Avec Karim El Hayani, Faten Kesraoui

Après des courts métrages et un documentaire,"Redouane", Dan Uzan passe à la production et à la réalisation avec ce film qui revient sur le milieu de son documentaire : la boxe .

Article de Jean-Max Méjean 3 étoiles



Mystère de l'amour

Film assez court - 76 minutes -  il n’épuise ainsi pas le sujet et laisse beaucoup d’éléments dans l’ombre, notamment les incessants mystères de l’amour.
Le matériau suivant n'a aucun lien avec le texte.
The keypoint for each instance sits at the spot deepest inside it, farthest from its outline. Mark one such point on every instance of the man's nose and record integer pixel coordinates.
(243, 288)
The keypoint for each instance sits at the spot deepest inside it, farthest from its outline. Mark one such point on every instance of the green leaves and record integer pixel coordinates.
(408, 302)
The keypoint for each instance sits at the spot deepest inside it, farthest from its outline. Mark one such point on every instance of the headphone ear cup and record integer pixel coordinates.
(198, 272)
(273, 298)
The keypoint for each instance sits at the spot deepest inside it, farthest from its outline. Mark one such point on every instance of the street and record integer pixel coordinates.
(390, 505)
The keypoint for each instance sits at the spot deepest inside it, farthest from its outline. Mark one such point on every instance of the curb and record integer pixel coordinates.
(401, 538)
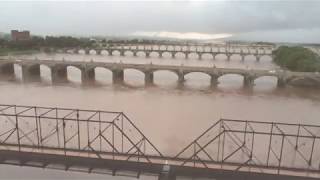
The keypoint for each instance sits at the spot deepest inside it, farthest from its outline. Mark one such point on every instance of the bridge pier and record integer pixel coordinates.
(148, 78)
(258, 58)
(166, 173)
(248, 81)
(59, 74)
(7, 69)
(117, 76)
(281, 82)
(87, 75)
(122, 53)
(98, 51)
(242, 58)
(110, 52)
(31, 73)
(213, 56)
(214, 80)
(181, 78)
(186, 55)
(228, 57)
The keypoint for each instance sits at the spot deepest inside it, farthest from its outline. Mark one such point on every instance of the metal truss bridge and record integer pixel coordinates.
(105, 142)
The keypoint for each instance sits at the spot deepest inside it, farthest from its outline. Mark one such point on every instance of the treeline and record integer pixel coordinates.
(297, 59)
(49, 41)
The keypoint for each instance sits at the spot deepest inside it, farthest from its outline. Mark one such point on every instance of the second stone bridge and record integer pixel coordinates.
(59, 73)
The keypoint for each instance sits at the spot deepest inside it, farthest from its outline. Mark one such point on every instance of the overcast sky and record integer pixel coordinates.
(291, 21)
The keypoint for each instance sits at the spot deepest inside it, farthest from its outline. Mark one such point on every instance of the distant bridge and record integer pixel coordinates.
(185, 50)
(105, 142)
(31, 71)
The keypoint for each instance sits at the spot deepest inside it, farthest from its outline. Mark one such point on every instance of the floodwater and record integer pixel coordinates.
(170, 116)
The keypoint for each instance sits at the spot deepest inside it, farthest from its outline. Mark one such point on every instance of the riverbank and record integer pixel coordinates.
(297, 59)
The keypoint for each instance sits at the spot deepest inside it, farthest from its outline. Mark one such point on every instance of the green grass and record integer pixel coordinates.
(297, 59)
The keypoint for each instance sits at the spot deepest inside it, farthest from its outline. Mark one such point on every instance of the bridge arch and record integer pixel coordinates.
(134, 77)
(249, 57)
(141, 53)
(116, 52)
(231, 80)
(154, 54)
(128, 52)
(197, 79)
(221, 56)
(207, 55)
(102, 74)
(180, 54)
(46, 72)
(166, 54)
(165, 77)
(74, 73)
(266, 80)
(265, 58)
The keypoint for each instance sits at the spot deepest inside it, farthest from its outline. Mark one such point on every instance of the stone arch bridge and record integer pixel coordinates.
(185, 50)
(59, 73)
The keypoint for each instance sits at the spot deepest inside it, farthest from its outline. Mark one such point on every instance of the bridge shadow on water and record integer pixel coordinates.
(176, 88)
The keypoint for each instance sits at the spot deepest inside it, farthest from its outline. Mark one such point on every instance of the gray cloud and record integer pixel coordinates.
(121, 18)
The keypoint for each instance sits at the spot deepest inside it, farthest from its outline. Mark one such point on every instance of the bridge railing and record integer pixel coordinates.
(74, 132)
(266, 147)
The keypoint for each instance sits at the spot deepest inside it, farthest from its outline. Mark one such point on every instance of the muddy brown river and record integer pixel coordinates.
(169, 115)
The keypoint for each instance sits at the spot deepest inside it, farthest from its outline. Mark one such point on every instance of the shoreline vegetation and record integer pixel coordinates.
(297, 59)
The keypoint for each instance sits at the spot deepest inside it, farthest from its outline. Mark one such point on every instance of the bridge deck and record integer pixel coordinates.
(127, 168)
(92, 140)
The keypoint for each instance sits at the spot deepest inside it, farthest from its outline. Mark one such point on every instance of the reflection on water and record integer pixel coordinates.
(169, 115)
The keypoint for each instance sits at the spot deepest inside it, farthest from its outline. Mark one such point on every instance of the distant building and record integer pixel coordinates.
(20, 35)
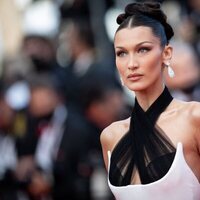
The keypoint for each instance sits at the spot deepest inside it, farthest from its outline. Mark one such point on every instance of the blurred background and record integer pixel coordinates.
(59, 89)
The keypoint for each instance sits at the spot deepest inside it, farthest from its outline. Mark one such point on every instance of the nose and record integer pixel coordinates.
(132, 63)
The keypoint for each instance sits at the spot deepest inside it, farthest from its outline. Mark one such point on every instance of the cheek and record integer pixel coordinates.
(120, 67)
(153, 63)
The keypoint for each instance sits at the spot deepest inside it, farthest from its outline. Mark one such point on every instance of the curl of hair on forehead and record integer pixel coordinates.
(146, 14)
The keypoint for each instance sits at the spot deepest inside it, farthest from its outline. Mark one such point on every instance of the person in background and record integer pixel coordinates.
(185, 85)
(146, 153)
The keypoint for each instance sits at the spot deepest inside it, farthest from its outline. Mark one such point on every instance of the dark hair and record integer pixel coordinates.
(147, 14)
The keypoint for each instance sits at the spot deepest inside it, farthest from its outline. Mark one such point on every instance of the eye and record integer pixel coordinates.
(120, 53)
(143, 50)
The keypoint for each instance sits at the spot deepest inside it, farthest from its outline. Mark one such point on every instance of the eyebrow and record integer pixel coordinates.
(119, 47)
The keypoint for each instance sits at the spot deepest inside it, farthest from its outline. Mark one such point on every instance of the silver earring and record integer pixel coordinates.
(170, 71)
(122, 82)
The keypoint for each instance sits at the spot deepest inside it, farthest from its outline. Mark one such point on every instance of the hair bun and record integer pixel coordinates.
(150, 9)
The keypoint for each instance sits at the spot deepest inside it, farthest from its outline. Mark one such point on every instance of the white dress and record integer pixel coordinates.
(179, 183)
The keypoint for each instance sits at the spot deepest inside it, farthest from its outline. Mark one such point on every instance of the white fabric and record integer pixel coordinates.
(179, 183)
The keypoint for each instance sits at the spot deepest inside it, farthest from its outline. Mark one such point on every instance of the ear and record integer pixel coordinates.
(167, 54)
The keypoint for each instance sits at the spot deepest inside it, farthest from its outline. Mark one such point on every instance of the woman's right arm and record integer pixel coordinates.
(106, 139)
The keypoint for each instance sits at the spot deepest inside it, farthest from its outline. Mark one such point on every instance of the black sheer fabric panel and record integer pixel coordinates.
(145, 149)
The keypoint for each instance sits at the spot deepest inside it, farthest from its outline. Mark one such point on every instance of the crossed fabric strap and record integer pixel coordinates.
(144, 149)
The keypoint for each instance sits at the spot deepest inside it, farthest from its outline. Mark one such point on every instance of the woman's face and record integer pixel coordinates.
(139, 57)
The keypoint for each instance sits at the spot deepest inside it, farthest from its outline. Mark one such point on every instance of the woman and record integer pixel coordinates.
(154, 154)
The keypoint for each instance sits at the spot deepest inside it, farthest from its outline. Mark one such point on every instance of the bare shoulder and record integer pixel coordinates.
(113, 133)
(191, 110)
Finalement, la boxe n’est ici qu’un prétexte pour raconter, non pas l’histoire d’un boxeur, mais l’histoire d’un amour, à moins que la boxe ne soit une métaphore du combat amoureux : donner, recevoir. À la manière des romanciers du XVIIIe siècle, mais de façon bien sûr plus abrupte et moins sophistiquée, Dan Uzan pose en fait la question de l’amour, ou plutôt de la manière dont un homme et une femme peuvent s’aimer, à quel prix, et à quelles conditions, sans vouloir tenter de comprendre comment se produit cette curieuse alchimie qui fait naître un couple et, peut-être, le faire durer. En effet, rien ne prédisposait ce couple à se former, sans doute encore moins que certains autres parce qu’encouragés par la structure sociale ou familiale. Elle, Faten, divorcée et mère d’un bébé, vivant chez son frère, tombe en amour pour Karim, boxeur amateur qui rêve de devenir champion professionnel jusqu’au jour où il se blesse. Ce sera alors l’heure du choix qui fait basculer toute vie de la jeunesse à l’âge adulte. Personne n’y échappe vraiment. Loin de Rocco et ses frères  (1961) car, à la différence de Luchino Visconti, Dan Uzan ne se penche pas suffisamment sur la famille et la psychologie de ses personnages, le film fait plutôt penser à un faux documentaire ou à Un homme et une femme (1966) de Claude Lelouch, sans le côté romance avec ses mouvements de caméra.
 


La boxe comme métaphore

Il y a cependant quelquefois de belles images, de beaux regards échangés, une belle mélancolie aussi, des personnages qui savent intuitivement qu’ils ne pourront jamais devenir complémentaires, et pas seulement parce qu’ils n’appartiennent pas à la même classe sociale. L’union passe par tant d’autres méandres, psychologiques, alchimistiques voire métaphysiques qu’il est parfois difficile de la saisir. Nous sommes ici, sans que le réalisateur en ait pleinement conscience, au cœur de la philosophie platonicienne qui définissait l’amour ainsi : « Ce qu’on n’est pas, ce qu’on n’a pas, ce dont on manque » (Platon, Le Banquet, 199e-200c, éditions Flammarion). En effet, l’amour apparaît tout au long du film, non comme une romance à l’américaine, ni comme une farce tragique à la Woody Allen, mais comme un simulacre, d’où cette fin abrupte que le réalisateur justifie de la sorte dans l’entretien qu’il a accordé à Claire Vassé dans le dossier de presse : « Quoi qu’il arrive, ils y laisseront quelque chose. Peut-être Karim annulera-t-il le mariage et perdra une femme qu’il aime et qui l’aime. Ou alors il entrera dans le costume, mais à quel prix ? Et forcément que Faten aussi en paiera les conséquences. Dans nos vies, on compose beaucoup plus avec du trouble qu’on ne trouve de réponses. Je voulais conclure sur ce trouble, ouvrir sur une question ouverte, pas réglée. » Un cinéaste, en tout cas un œil, est né dans le paysage du cinéma français, mais on espère qu’il saura rester sourd aux sirènes de la comédie commerciale pour imposer plus précisément ce qui fait son style et qui a un charme, encore débutant certes, mais prometteur.